The Berndt Museum of Anthropology was named after its founders Ronald and Catherine Berndt, in 1976, and is actually a University Museum where a wealth of Aboriginal art and artifact collections is kept. I was particularly interested in their small collection from Melanesia, particularly Papua New Guinea.

I had an appointment with Ted Snell, the Director of the Cultural Precinct, which includes all university museums and Barbara Bynder, Deputy Director and Curator of the Berndt Museum. During this meeting I came to know a lot about how Aboriginal communities deal with photographs. Barbara Bynder, a Noongar woman told me that many older people are a lot more cautious than some younger Noongar people when it comes to what pictures can and cannot be seen by the general public.

In general, the Museum works with the different communities and allows them access to the various collections that has beneficial outcomes for both the museum and communities involved.

 

 

The Western Australian Museum (Thursday, February 13th, 2014)

In the Western Australian Museum, Dr. Moya Smith, Head of Department of Anthropology and Archeology and Mr. Ross Chadwick, the Curator in the Department of Anthropology and Archeology greeted me. The museum houses both skeletons of wildlife and humans.

The setting up of the Aboriginal Australia arrangement has been held up for more than four years. With every photo and every object Aboriginal owners were contacted to obtain the necessary permissions.
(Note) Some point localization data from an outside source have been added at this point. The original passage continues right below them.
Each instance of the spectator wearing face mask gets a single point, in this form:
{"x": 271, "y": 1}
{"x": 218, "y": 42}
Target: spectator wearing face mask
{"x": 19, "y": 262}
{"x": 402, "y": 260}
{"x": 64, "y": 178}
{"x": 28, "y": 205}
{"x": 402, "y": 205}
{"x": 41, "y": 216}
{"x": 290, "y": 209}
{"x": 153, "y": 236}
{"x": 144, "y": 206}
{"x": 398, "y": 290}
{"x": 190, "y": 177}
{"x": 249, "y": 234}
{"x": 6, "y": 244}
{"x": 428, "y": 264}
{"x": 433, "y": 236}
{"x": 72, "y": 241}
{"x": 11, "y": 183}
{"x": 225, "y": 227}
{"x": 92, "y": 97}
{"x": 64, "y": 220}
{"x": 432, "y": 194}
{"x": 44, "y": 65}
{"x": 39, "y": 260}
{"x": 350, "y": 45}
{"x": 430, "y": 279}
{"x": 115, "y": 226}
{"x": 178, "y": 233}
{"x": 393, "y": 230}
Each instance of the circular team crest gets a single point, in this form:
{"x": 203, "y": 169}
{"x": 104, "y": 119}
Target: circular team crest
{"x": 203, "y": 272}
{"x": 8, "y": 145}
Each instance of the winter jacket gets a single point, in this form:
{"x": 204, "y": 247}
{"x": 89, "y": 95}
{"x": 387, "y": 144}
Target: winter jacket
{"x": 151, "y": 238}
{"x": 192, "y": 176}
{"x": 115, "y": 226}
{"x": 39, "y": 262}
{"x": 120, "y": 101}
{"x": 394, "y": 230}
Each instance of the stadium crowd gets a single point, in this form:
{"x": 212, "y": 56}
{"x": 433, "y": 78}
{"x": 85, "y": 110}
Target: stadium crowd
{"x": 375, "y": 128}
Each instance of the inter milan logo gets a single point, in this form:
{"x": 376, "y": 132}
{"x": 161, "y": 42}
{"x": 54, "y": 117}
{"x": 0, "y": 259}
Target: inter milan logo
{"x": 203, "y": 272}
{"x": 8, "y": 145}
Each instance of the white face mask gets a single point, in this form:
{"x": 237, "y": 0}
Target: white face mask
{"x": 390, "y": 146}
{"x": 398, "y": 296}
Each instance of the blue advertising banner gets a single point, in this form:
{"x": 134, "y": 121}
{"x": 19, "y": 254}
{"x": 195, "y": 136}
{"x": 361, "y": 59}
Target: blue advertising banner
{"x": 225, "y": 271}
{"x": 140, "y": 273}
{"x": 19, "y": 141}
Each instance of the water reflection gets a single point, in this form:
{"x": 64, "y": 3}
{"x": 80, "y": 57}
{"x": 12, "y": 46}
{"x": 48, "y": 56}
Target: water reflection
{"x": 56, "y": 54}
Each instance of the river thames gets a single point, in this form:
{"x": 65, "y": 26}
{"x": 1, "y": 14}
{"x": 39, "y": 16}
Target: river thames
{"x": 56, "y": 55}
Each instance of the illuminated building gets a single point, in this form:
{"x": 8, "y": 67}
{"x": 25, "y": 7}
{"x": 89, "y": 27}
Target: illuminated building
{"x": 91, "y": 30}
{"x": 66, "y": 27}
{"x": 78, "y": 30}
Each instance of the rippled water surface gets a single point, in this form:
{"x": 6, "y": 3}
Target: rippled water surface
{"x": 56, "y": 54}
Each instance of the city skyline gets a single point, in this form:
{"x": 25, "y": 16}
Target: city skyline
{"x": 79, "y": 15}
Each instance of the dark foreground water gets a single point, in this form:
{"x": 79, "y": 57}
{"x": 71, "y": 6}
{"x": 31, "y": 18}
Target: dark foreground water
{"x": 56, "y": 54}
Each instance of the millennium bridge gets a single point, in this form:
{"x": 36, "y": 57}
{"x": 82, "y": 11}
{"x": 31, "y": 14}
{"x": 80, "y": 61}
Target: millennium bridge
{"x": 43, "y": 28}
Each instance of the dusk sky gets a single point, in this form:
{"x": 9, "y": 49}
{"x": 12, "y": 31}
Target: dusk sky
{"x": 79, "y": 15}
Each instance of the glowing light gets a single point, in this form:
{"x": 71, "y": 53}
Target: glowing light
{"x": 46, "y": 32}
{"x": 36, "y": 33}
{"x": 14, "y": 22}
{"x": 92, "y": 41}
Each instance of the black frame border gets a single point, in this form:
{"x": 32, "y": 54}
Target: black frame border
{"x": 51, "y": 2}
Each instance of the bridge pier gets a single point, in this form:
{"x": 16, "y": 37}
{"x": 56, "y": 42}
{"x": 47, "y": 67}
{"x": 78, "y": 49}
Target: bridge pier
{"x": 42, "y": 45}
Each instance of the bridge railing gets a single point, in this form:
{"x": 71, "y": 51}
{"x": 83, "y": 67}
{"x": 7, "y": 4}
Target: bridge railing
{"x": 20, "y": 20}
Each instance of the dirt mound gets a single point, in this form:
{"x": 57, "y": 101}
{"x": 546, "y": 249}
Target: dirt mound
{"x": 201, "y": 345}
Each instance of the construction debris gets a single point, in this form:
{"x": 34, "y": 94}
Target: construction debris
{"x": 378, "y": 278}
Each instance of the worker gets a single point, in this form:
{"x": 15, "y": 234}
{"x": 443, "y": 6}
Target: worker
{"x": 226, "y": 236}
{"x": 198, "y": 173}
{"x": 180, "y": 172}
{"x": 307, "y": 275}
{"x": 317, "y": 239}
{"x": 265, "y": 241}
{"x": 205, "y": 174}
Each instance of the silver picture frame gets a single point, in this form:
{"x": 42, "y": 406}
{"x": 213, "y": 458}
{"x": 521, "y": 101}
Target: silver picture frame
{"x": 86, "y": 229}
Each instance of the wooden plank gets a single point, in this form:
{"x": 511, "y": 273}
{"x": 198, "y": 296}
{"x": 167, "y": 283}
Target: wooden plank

Moya and Ross, I also discussed a set of photographs that I had found in Paris, at the Musée du Quai Branly, which was sent at the beginning of the twentieth century by the Western Australian Museum in the former Musée de l’Homme.

I suspected that the pictures were taken by the Australian collector John Thomas Tunney (1870-1929) who was appointed in 1895 as the museum collector. His task was to build natural history and ethnographic collections for the growing Western Australian Museum. When Tunney received a camera in 1898 from his museum director Bernard Woodward, he did not know how to use it. Luckily he got lessons during one of his collecting expeditions. He limited his photos to portraits of people in Coolgardie, Carnarvon, Broome Beagle Bay, Murchison, Yalgoo, Nullagine, Northam, Ashburton River, Derby and Bunbury to the front and back view and profile shots.

I was happy to hear that my suspicions were confirmed. The photos were indeed taken by John Thomas Tunney. Moreover, both Moya and Ross were not aware that any of Tunney’s prints had ever left Austrralia and were now in Cambridge and Paris. This study lifts a corner of the veil on the extensive networks that existed between museums around the world where objects and photos were exchanged and the turn of the nineteenth century.

Moya Smith and Ross Chadwick, The Western Australian Museum

Moya Smith and Ross Chadwick, The Western Australian Museum

The Storylines project in the State Library of Western Australia (Thursday, February 13th, 2014)

Damien Webb and John Geijsman have been working on a great project that focused solely on the Aboriginal photographic and some audio collections housed in the State Library of Western Australia. The project is called “Storylines” and the system allows Aboriginal people’s from all over Western Australia to find family names, places of significance and view recorded footage and photographic archives of family and community members. The programme is highly interactive and intuitive and is continually being updated to provide more information for its users.